Classify all data as memorable data, which must not be deleted or overwritten because it records the story of how the state changed over time.
Downgrade some exceptional memorable data to forgettable data, which can be deleted and overwritten because it tells us nothing about how the state changed.
By initially classifying all data as memorable, and only downgrading certain exceptions, we ensure that any past state of our data is preserved for future debugging.
There is no definitive list of which data is memorable and which is forgettable and this is why the classification strategy is conservative. Data must be shown to be forgettable to be downgraded. An example of forgettable data is a user's first name; it can change value but any specific value does not tell the story of how and why the state got to where it is.
It is acceptable for forgettable data to be lost so using database DELETE
and UPDATE
statements is also acceptable. This is not acceptable for memorable data and we have some strategies to preserve it.
Soft deleting rows instead of using DELETE
statements.
Versioning rows by creating new rows to replace old rows.
Leave null values in new rows that are placeholders for future data.

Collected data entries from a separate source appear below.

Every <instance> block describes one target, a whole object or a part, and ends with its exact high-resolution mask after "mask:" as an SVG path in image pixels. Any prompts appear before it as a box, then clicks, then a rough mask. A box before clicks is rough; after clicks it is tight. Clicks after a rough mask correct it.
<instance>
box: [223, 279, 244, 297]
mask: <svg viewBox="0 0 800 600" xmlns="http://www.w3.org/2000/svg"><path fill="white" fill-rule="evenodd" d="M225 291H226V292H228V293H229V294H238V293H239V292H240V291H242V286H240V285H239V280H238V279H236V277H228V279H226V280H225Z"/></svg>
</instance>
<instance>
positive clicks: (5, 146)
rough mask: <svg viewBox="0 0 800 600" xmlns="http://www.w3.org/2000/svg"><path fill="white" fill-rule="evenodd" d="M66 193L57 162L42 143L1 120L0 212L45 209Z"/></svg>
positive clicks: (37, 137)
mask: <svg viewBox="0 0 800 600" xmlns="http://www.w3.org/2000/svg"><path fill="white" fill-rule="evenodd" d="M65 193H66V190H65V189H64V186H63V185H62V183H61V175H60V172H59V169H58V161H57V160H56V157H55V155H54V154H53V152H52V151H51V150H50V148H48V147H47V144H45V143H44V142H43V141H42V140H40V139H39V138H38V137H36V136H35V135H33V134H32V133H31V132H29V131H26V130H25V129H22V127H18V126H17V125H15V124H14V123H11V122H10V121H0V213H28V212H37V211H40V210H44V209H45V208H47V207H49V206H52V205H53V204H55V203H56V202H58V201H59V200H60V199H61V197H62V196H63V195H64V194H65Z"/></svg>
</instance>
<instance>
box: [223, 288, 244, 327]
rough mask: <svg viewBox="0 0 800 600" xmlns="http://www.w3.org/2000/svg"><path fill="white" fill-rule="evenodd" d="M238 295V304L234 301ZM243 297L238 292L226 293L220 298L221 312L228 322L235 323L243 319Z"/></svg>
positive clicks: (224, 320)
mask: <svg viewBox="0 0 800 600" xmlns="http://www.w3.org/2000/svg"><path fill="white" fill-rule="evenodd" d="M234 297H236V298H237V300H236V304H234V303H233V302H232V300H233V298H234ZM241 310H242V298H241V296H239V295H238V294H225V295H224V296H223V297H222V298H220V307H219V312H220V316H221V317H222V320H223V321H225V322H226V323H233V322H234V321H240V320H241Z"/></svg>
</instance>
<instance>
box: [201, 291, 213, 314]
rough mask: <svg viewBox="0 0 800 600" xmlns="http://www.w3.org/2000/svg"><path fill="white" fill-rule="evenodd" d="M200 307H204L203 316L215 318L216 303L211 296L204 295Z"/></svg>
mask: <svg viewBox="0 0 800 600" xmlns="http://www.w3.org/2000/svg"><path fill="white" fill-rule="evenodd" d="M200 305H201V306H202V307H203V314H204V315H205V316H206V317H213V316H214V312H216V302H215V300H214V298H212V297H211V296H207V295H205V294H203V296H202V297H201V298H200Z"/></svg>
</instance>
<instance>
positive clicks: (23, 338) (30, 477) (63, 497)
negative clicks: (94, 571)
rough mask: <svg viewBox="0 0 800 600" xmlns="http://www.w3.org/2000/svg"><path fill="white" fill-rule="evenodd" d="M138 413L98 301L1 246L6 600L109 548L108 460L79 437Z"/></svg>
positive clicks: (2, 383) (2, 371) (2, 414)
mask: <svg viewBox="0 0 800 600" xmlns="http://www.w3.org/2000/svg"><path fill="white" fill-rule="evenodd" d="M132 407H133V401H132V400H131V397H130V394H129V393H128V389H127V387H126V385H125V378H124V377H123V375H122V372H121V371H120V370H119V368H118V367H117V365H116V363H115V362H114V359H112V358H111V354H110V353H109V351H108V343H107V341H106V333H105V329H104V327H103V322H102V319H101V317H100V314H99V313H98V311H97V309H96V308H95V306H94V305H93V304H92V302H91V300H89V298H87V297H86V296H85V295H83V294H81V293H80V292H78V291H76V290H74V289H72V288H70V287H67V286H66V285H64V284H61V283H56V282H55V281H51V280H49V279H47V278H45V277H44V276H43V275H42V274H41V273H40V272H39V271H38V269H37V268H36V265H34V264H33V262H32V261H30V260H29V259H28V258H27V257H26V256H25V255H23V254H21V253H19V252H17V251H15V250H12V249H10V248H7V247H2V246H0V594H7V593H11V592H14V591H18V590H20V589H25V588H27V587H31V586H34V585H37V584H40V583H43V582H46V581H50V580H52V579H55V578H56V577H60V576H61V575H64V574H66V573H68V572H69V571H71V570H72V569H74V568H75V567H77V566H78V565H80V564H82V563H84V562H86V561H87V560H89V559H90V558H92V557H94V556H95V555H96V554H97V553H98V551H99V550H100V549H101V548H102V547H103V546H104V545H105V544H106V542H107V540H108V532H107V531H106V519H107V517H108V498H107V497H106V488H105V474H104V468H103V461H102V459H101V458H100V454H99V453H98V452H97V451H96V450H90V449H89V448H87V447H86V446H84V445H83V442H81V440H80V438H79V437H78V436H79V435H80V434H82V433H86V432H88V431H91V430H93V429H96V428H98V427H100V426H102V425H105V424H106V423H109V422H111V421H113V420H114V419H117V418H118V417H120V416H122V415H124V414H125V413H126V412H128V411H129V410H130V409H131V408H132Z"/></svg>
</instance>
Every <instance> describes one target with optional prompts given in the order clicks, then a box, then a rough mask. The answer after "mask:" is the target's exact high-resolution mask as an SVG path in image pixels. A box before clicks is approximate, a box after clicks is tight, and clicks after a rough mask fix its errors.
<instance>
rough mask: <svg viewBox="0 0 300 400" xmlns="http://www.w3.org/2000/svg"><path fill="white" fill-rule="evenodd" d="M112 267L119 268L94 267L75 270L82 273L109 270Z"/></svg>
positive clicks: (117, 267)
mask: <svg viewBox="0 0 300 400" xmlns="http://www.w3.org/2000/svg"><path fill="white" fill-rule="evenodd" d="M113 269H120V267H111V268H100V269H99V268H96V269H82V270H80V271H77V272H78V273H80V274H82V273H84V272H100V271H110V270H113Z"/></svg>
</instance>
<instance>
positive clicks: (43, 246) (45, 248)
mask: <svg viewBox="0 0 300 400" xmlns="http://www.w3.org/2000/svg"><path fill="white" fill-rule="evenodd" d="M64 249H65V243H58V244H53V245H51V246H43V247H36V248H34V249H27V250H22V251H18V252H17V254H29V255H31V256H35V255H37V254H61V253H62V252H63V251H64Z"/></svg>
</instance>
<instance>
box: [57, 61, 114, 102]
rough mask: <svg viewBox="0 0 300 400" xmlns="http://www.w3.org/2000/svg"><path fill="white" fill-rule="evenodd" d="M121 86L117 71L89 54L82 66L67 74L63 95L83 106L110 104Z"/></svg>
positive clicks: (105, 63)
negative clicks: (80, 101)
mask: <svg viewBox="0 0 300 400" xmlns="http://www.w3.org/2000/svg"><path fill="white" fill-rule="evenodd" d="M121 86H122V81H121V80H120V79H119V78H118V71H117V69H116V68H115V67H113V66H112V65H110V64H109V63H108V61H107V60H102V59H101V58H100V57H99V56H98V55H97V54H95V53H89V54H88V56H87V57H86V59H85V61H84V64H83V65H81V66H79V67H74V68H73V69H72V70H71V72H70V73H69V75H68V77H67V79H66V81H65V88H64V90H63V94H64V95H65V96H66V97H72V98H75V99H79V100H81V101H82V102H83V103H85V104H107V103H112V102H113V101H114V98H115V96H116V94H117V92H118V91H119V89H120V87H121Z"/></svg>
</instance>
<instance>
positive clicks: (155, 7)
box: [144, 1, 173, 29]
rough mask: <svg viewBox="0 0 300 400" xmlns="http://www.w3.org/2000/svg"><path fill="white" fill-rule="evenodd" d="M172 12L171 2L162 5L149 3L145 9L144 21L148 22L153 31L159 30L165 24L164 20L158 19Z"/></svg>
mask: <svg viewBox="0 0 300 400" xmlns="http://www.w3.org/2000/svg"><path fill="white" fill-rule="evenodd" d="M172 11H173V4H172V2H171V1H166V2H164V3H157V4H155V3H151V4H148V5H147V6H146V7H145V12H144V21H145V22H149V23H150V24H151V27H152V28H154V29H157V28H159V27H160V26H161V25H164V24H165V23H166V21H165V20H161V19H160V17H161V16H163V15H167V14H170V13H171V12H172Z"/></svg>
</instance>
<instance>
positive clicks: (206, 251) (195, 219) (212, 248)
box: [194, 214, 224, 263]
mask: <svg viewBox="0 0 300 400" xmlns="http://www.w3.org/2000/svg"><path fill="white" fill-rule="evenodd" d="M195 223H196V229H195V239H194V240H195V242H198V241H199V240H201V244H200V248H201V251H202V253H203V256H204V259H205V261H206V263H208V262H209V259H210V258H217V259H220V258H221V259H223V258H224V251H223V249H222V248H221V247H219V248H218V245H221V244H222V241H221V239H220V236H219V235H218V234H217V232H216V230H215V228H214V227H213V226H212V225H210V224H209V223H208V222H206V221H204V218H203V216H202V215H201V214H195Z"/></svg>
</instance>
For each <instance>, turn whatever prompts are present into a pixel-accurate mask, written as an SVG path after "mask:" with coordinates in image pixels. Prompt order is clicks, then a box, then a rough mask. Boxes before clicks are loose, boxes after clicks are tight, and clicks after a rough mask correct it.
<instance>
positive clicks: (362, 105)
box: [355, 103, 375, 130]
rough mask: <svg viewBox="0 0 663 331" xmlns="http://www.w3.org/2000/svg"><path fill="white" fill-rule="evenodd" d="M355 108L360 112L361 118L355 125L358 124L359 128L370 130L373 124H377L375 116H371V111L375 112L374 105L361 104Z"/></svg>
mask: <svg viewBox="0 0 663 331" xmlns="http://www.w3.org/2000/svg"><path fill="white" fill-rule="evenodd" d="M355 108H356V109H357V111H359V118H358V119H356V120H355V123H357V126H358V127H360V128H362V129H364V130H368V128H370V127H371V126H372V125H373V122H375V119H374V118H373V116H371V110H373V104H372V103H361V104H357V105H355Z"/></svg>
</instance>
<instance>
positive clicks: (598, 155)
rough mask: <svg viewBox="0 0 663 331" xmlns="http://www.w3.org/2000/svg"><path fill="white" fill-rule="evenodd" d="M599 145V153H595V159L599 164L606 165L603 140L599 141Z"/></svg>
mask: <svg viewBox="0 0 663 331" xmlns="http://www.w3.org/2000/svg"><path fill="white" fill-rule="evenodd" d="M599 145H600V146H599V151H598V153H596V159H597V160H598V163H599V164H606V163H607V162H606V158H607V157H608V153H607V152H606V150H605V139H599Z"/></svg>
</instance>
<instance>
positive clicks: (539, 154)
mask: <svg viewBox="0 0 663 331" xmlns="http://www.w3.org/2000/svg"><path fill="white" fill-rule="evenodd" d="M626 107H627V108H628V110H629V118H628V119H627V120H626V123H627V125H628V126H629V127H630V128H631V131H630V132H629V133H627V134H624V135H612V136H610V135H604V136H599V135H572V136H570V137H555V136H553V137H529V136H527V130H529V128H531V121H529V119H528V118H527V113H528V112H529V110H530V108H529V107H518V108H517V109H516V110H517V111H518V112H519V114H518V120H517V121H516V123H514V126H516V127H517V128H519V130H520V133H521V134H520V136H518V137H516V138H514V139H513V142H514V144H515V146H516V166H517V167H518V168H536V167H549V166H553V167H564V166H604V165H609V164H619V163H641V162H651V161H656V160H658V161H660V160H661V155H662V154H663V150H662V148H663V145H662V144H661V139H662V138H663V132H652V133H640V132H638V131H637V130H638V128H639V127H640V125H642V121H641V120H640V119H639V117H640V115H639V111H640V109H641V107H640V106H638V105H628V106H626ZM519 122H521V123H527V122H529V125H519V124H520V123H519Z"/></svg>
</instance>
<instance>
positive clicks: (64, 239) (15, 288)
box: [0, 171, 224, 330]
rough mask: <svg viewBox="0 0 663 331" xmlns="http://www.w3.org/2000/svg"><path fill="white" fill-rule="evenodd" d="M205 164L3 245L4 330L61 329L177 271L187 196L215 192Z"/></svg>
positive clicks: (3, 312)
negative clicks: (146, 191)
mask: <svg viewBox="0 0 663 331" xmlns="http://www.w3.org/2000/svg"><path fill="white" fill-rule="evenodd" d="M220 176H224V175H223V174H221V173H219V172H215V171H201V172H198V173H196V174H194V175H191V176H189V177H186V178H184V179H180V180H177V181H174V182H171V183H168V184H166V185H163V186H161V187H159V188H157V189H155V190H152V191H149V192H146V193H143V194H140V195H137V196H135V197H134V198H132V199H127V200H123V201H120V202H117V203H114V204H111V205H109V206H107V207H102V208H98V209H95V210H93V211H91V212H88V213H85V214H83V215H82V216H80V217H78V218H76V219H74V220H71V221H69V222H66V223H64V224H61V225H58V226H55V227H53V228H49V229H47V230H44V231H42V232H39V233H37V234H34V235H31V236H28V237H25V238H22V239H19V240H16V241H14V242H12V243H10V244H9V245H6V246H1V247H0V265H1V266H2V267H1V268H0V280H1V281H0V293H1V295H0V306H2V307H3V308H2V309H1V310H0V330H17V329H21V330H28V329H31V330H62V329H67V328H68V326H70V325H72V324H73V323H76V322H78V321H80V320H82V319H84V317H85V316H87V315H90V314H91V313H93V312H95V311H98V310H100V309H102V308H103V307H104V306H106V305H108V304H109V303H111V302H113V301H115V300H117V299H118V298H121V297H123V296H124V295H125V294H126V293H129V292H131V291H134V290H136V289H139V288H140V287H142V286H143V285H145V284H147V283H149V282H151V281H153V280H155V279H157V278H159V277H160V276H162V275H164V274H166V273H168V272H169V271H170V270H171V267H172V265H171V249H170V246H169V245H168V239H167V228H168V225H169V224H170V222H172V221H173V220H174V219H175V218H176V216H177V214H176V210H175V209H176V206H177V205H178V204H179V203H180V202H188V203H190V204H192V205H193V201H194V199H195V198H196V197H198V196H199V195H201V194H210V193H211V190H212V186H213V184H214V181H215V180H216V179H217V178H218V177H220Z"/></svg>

Soft-deletion is achieved by adding a deleted_at
timestamp to each table that contains memorable data. The timestamp is set when the row is soft-deleted and our code can filter out these “deleted” entities.
Versioning is achieved by having multiple rows for the same business entity and the most recent row is the definitive version.
id amount created_at --- ------ ---------- 123 100.00 2019-01-10 124 105.00 2019-01-11 125 200.00 2019-01-12
Leaving null values in a row means the row can be updated if no memorable data is overwritten.
CREATE TABLE invoice id: int amount: float sent_at: timestamp, default: null paid_at: timestamp, default: null INSERT INTO invoice (amount) VALUES (100.00); UPDATE invoice SET sent_at = now() WHERE id = 123; UPDATE invoice SET paid_at = now() WHERE id = 123;
These strategies preserve an unbroken record of how our data ended up in the state it is in. Without them, bugs take longer to debug or are undebuggable.